Pellegrino è stato lì per conto dell’Enea di Roma, che cura la parte logistica della spedizione. Il periodo di permanenza in Antartide, soprattutto per ragioni climatiche, va da ottobre a febbraio, cioè quando a quelle latitudini è estate.
In inverno le temperature possono scendere fino a 90 gradi sotto lo zero e il vento catabatico può soffiare fino a 200 chilometri orari.
C’è anche un’altra base italiana in Antartide, condivisa con la Francia, aperta tutto l’anno, la Concordia Station, posizionata sul plateau antartico a 3300 metri sul livello del mare, nel sito di Dome C.
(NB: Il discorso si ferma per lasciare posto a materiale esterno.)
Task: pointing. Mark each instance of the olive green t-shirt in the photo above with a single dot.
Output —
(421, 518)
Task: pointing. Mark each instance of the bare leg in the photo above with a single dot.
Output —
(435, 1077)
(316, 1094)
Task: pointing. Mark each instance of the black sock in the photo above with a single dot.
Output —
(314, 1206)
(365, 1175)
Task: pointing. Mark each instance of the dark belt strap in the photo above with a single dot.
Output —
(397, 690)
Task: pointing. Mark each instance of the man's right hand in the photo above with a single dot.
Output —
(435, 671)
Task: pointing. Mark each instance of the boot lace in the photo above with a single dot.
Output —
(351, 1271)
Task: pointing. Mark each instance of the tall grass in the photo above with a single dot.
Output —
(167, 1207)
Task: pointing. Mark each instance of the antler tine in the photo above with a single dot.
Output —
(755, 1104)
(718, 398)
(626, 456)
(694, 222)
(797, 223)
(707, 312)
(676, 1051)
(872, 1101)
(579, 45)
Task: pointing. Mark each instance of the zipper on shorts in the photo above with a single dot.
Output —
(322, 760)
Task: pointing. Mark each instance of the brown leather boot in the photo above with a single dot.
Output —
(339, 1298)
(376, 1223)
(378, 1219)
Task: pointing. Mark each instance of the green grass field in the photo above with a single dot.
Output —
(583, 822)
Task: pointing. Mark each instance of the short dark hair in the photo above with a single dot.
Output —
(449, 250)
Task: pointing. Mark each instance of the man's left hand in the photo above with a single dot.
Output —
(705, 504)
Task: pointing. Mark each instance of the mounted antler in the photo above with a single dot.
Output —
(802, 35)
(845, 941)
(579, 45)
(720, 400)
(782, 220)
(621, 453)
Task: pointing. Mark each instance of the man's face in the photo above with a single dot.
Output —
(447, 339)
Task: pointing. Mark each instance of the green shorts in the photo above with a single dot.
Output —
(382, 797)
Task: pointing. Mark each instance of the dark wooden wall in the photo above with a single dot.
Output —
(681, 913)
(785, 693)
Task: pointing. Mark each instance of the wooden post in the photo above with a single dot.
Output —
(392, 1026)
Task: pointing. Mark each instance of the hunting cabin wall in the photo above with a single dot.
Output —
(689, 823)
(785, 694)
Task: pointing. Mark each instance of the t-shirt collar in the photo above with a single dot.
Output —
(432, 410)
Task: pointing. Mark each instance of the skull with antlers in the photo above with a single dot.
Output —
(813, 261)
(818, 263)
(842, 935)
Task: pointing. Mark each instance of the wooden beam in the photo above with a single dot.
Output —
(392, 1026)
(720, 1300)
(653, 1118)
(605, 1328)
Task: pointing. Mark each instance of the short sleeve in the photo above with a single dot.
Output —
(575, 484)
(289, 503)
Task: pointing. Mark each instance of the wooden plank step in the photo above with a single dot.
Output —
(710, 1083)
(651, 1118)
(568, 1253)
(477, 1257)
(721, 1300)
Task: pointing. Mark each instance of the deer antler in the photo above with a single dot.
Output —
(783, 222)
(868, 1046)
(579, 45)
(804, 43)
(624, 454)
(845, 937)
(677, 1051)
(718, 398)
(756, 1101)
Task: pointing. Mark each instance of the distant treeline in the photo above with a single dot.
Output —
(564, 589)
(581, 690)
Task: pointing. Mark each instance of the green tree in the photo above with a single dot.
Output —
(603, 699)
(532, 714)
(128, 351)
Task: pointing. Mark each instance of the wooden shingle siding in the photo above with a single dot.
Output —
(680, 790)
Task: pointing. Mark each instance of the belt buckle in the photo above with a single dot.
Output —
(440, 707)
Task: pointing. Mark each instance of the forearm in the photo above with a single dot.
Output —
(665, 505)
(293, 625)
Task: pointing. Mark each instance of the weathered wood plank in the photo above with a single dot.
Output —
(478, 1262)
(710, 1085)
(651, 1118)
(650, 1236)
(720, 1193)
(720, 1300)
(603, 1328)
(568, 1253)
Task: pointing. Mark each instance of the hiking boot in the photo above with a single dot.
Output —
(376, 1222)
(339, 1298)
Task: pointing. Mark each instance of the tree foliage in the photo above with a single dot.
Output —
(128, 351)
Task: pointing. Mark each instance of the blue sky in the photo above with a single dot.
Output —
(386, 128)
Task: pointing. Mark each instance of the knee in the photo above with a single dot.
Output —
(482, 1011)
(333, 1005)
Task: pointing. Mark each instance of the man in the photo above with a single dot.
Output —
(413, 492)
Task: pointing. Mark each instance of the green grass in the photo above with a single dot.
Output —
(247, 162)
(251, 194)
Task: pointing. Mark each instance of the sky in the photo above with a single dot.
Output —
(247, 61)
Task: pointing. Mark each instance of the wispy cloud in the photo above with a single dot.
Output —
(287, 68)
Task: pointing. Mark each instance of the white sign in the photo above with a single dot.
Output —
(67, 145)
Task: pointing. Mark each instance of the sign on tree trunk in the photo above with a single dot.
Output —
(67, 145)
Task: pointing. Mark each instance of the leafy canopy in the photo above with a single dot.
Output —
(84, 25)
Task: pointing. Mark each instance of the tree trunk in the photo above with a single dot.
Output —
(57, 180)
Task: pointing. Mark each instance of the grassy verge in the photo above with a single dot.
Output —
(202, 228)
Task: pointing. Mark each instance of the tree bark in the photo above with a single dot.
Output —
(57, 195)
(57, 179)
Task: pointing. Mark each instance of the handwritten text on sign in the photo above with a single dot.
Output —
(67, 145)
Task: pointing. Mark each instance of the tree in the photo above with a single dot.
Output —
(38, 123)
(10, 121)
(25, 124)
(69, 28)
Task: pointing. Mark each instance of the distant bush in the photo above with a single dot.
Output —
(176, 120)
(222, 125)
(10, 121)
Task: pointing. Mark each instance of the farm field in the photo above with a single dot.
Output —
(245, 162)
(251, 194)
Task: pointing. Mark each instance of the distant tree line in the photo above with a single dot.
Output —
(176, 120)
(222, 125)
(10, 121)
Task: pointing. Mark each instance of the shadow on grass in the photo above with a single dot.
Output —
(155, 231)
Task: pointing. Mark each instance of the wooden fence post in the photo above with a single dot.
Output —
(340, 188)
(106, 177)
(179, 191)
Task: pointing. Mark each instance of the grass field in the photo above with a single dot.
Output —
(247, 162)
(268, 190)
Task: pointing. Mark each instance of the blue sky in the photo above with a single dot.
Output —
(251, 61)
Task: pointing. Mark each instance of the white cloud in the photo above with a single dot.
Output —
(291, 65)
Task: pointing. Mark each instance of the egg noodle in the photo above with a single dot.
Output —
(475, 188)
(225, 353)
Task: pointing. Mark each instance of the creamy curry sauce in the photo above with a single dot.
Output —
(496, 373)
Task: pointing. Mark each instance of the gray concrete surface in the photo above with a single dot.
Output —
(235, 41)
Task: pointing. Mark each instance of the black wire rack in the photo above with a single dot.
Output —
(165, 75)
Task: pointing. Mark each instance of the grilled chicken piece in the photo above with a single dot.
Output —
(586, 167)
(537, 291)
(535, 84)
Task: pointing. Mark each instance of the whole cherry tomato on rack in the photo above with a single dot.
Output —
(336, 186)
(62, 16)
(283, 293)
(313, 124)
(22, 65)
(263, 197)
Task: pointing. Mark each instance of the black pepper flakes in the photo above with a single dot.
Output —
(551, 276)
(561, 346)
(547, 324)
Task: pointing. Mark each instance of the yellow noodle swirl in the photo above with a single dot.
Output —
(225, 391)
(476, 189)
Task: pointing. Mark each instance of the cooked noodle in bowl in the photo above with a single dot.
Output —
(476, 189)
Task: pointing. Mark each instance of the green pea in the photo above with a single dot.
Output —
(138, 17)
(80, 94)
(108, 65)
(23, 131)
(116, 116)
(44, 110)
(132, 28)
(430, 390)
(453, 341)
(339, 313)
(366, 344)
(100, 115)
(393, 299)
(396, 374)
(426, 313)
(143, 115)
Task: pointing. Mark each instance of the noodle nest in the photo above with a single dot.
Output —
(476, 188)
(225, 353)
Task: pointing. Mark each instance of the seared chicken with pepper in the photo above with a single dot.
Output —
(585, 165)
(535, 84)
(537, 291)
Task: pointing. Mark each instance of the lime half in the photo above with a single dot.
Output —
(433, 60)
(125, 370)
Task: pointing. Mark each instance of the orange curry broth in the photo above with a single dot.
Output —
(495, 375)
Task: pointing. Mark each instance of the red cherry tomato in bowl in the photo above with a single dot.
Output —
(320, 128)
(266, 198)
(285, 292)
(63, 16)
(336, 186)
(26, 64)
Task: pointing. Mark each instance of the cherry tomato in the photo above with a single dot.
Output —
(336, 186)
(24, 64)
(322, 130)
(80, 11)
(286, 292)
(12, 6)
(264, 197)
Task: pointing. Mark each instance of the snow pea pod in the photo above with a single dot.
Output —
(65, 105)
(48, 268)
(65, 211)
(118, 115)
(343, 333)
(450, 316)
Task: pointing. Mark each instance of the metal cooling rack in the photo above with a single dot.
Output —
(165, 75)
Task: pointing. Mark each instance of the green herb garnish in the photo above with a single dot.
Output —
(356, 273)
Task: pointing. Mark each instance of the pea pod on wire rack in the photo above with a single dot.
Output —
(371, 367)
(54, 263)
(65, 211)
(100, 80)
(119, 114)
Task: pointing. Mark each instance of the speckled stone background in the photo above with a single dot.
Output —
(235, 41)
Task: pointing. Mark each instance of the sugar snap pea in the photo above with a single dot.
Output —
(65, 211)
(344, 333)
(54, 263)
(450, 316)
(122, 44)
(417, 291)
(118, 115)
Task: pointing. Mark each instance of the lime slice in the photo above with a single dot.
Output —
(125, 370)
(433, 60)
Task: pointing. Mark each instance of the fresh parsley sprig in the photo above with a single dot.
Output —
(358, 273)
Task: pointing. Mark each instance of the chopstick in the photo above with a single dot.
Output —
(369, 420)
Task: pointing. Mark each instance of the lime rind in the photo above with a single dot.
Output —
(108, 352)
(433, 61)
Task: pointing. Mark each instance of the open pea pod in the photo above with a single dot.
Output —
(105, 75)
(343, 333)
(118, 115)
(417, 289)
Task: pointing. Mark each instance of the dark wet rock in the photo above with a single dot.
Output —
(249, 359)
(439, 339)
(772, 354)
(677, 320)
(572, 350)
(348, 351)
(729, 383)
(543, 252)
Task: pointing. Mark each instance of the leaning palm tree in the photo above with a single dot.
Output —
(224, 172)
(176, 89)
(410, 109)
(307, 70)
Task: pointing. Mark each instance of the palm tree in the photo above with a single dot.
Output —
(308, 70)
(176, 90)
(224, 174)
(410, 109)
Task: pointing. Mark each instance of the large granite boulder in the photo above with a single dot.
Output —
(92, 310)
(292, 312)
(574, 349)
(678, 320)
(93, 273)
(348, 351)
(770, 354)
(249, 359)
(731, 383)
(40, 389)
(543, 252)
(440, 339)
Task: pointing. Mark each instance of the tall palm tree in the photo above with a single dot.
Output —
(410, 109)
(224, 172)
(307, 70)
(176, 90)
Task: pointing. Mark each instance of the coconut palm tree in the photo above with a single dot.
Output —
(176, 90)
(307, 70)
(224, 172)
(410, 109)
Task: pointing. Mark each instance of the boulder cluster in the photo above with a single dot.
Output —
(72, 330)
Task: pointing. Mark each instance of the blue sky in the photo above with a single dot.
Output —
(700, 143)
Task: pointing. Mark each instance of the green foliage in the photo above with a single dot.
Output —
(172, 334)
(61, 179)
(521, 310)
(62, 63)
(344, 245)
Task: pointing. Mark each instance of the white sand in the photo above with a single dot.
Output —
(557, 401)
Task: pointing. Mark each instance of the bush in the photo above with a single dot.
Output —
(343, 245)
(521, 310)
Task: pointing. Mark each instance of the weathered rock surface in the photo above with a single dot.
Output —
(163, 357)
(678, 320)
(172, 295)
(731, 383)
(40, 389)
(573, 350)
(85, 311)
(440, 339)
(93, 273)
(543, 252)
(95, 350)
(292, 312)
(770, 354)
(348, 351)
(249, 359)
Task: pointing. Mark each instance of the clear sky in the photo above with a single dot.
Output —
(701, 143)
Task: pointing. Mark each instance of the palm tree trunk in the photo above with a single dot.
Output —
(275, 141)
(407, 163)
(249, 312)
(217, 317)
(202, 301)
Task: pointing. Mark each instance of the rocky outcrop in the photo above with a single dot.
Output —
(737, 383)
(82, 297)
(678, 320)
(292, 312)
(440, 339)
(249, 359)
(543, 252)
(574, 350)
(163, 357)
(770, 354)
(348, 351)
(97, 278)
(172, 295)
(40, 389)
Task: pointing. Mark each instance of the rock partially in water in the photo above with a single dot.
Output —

Il concetto di estate in questo caso va ridefinito rispetto a quello che siamo abituati ad attribuirgli, infatti, racconta l’Ing. Pellegrino, “si va da meno 45 gradi a temperature che non superano mai lo zero”. Estate lì significa vivere per sei mesi con la luce solare, senza mai vedere la luna, con la possibilità di fare passeggiate o escursioni pure a mezzanotte.
Anche la vita all’interno della base non concede molte divagazioni: “abbiamo poco tempo libero, considerato che lavoriamo dalle dodici alle quattordici ore al giorno. Qualche ora per dormire, una partita a calcio balilla o qualche film fanno il resto”.
Anche arrivare lì non è semplice: partenza in aereo da Roma, per raggiungere, con un volo di cinque scali, la Nuova Zelanda e da qui imbarcarsi, su una nave rompighiaccio, per un viaggio che dura undici giorni.
L’attività di ricerca della base, situata nella Baia di Terra Nova, nel Mare di Ross, riguarda fondamentalmente settori come la biologia marina, la glaciologia o i cambiamenti climatici, solo per citarne qualcuno.
Pellegrino, al suo rientro, è rimasto qualche giorno ad Acri, per poi ripartire alla volta di Roma, per riprendere servizio all’Enea. La base riaprirà nel prossimo mese di ottobre e non è detto che l’ingegnere acrese non debba rifare le valigie.
Piero Cirino
Da “Il Quotidiano della Calabria” del 04-04-2014.